In Veranova Bidco LP v Johnson Matthey Plc and Others [2025] EWHC 707 (Comm), the High Court considered whether a seller’s statements in a draft disclosure letter exchanged during transaction negotiations could amount to fraudulent misrepresentation. The Court refused an application by the sellers for summary judgment or strike-out, concluding that the buyer’s deceit claim had a real prospect of success.
The key issue was whether such disclosures, which are typically used to qualify warranties in a share purchase agreement (SPA), could also be actionable representations. The judgment left open the possibility that under certain factual circumstances, disclosures might indeed constitute misrepresentations.
Background of the Case
The case arose from Veranova Bidco LP’s purchase of a health business from Johnson Matthey plc and related entities. As is standard practice in such transactions, the parties entered into an SPA containing warranties from the sellers and a disclosure letter in which the sellers qualified those warranties.
However, shortly after completion, the buyer discovered that the target company’s key customer, Alvogen, had triggered a price adjustment mechanism in its supply contract.This followed the receipt of a significantly more competitive offer from a third-party supplier for a key pharmaceutical product, Buprenorphine HCl (“BHCL”).The sellers did not disclose this offer or its implications in the SPA or the final disclosure letter.
In a draft version of the disclosure letter circulated one day before signing, the sellers included statements suggesting that “no competing offer had been notified” and that it was “not possible to quantify the impact of ongoing price negotiations.” The buyer alleged that these statements were fraudulent representations, made to induce it to enter the SPA.
The buyer claimed that the disclosures were knowingly or recklessly false and brought a claim in deceit, in addition to breach of warranty claims under the SPA.
The Court’s Reasoning
The High Court rejected the sellers’ argument that statements in a disclosure letter could never constitute representations. It made the following findings.
There is no universal legal rule that prevents contractual disclosures from giving rise to actionable misrepresentations.
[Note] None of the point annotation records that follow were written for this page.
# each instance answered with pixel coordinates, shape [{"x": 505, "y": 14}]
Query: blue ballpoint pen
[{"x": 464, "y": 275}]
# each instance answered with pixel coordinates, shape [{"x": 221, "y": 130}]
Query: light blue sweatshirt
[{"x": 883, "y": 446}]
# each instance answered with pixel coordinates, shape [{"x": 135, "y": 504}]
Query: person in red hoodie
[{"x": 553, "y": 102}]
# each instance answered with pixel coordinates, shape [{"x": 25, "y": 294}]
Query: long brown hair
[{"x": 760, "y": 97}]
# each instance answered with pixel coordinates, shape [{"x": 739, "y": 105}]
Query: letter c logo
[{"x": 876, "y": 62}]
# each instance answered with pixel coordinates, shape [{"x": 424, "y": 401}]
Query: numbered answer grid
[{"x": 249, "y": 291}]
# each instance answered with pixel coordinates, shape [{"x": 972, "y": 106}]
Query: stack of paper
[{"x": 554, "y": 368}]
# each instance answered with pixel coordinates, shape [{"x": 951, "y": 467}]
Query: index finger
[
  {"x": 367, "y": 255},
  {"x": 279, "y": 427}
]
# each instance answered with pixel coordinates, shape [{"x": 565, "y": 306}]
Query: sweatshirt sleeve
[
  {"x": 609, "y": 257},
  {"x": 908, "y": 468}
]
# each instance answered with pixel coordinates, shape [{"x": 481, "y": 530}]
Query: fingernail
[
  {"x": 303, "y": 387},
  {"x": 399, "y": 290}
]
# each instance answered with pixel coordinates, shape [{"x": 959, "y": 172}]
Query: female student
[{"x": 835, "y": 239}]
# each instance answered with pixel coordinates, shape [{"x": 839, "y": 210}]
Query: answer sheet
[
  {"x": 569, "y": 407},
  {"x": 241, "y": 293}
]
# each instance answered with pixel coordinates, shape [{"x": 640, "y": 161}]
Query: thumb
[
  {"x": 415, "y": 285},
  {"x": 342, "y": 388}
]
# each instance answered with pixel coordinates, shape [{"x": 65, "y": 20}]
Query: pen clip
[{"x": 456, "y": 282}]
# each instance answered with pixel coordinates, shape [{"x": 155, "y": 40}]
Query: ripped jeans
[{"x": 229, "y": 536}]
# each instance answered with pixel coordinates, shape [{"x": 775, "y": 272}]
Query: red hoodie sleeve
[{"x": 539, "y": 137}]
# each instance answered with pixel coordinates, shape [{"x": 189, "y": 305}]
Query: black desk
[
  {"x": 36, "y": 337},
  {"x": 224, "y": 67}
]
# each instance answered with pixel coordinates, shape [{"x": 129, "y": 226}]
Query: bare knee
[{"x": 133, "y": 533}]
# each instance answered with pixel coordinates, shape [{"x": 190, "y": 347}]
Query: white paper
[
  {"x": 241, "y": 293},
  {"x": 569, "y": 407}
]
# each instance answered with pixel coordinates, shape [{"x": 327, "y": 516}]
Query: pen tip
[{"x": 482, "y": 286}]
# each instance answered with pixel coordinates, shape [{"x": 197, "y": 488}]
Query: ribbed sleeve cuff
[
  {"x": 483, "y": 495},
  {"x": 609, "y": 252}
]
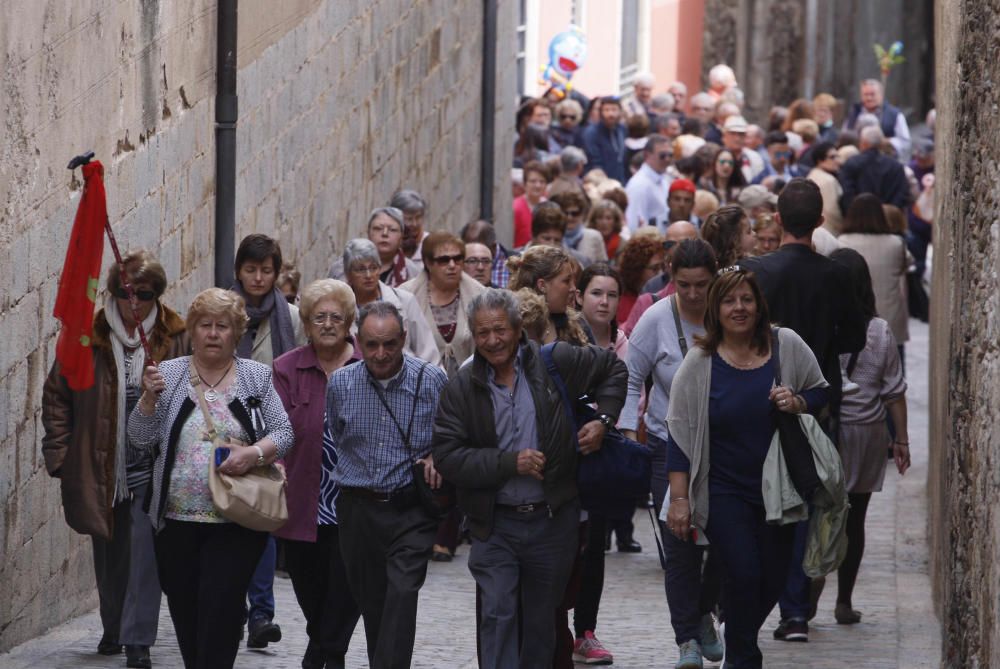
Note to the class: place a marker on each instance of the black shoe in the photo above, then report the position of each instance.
(630, 546)
(137, 657)
(792, 630)
(263, 632)
(108, 647)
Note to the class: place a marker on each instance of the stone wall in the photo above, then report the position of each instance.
(965, 370)
(765, 43)
(341, 103)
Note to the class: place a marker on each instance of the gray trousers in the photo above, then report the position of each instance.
(125, 568)
(385, 552)
(527, 559)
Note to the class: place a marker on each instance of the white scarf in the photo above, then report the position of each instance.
(120, 340)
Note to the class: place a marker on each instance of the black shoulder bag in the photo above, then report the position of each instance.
(437, 503)
(794, 443)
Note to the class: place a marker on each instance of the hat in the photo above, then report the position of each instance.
(757, 196)
(735, 124)
(682, 184)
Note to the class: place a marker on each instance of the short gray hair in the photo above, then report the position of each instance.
(380, 309)
(571, 157)
(872, 135)
(644, 79)
(392, 212)
(360, 249)
(408, 201)
(492, 299)
(664, 101)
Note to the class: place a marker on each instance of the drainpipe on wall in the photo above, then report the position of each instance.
(226, 113)
(488, 97)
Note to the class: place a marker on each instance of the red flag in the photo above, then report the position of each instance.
(79, 282)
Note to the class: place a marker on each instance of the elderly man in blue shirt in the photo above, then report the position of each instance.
(380, 416)
(502, 437)
(649, 187)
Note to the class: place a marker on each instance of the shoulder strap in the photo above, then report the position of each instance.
(550, 366)
(413, 410)
(776, 354)
(196, 384)
(681, 339)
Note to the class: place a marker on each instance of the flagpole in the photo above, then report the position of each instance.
(79, 161)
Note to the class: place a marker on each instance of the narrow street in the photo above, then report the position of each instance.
(893, 592)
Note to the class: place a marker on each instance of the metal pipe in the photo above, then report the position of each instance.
(226, 114)
(488, 121)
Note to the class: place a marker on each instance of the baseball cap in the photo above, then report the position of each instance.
(735, 124)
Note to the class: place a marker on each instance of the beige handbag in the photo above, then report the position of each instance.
(255, 500)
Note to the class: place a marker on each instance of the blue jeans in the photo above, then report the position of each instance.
(260, 593)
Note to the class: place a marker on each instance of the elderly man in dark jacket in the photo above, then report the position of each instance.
(503, 438)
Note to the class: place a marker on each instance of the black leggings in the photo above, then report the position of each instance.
(848, 572)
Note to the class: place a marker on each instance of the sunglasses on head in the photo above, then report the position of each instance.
(143, 295)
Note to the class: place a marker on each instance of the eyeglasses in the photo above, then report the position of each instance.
(141, 295)
(323, 319)
(366, 270)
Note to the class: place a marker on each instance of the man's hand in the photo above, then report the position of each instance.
(531, 463)
(590, 436)
(430, 473)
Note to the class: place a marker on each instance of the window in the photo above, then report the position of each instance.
(630, 43)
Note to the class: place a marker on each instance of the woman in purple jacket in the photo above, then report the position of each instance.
(312, 547)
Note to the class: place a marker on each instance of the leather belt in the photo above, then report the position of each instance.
(536, 507)
(385, 497)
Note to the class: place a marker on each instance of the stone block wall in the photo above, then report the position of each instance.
(341, 103)
(965, 320)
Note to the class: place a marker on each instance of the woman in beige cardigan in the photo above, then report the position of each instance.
(443, 291)
(824, 174)
(866, 230)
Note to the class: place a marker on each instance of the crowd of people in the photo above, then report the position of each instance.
(691, 274)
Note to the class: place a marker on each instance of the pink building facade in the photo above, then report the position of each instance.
(624, 37)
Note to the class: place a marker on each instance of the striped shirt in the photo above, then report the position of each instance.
(369, 447)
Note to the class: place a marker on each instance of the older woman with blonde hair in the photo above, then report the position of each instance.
(443, 292)
(205, 561)
(312, 544)
(548, 271)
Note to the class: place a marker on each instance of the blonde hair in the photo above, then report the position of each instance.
(219, 302)
(546, 262)
(704, 203)
(317, 291)
(534, 313)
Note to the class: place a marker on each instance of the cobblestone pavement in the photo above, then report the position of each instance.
(893, 592)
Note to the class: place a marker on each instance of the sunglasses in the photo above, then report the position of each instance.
(143, 295)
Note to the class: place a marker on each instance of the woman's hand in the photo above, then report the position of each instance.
(152, 385)
(590, 437)
(786, 400)
(679, 518)
(431, 474)
(242, 459)
(901, 455)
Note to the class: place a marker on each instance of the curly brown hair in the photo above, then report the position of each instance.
(634, 258)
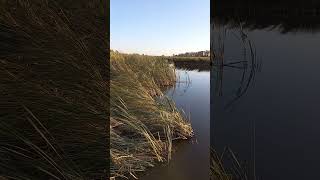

The fact that a disclosure letter’s primary purpose is to qualify warranties does not preclude it from also serving a secondary function - meaning to convey factual information that a buyer may rely upon.
Disclosures differ fundamentally from warranties. While warranties are contractual promises, disclosures are unilateral statements of fact, often shared late in the negotiation process in response to buyer enquiries.
The Court was particularly cautious to distinguish disclosures from the warranties themselves. Past cases, such as Sycamore Bidco v Breslin and Idemitsu Kosan Co Ltd v Sumitomo Corp, established that contractual warranties do not of themselves amount to representations. However, the same principle could not be extended to disclosures, especially draft versions exchanged during pre-contractual negotiations.
The Court also addressed the sellers’ reliance on a clause in the disclosure letter which stated: “The disclosure of any matter hereby shall not imply any representation...”. While acknowledging that such clauses may be effective in excluding liability for non-fraudulent misrepresentation, the judge noted that fraudulent misrepresentation cannot generally be excluded under English law.
Therefore, the Court concluded that the buyer’s deceit claim should proceed to full trial, as it raised serious issues of fact that could not be resolved on a summary basis.
Implications of the Decision
While the ruling does not establish binding precedent, being a decision on a strike-out and summary judgment application, it serves as a critical warning to sellers:
- Disclosures, particularly in draft form, may be interpreted as representations where they convey factual information that the buyer reasonably relies upon;
- Efforts to exclude liability for representations in disclosure letters may not protect sellers from claims in fraudulent misrepresentation;
- Misrepresentation claims, if successful, can lead to greater damages or even rescission of the SPA, compared to standard contractual remedies for breach of warranty.
This decision also highlights the distinction between disclosures and warranties. Unlike warranties, which are often negotiated and incorporated with an agreed risk-allocation framework, disclosures are generally unilateral factual assertions made by the seller—sometimes with limited buyer input. This makes them more vulnerable to misrepresentation claims.
Buyers and sellers should take extra care. Sellers should review disclosures carefully for accuracy, especially in pre-signing drafts. Buyers should be alert to factual assertions in disclosures and be clear whether they are relying on them in entering into the SPA.
Conclusion
The case of Veranova Bidco LP v Johnson Matthey Plc provides an important reminder of the potential dual role of disclosure letters: both as warranty-qualifying documents and as vehicles for conveying factual information. If disclosures are found to be false and made with fraudulent intent, they may constitute actionable misrepresentations.
While the Court did not decide that the representations in this case were false or that they induced the transaction, it acknowledged that such a finding was plausible and warranted a trial of the full facts. This decision underscores the increased scrutiny sellers may face and the importance of accurate, transparent drafting in M&A transactions.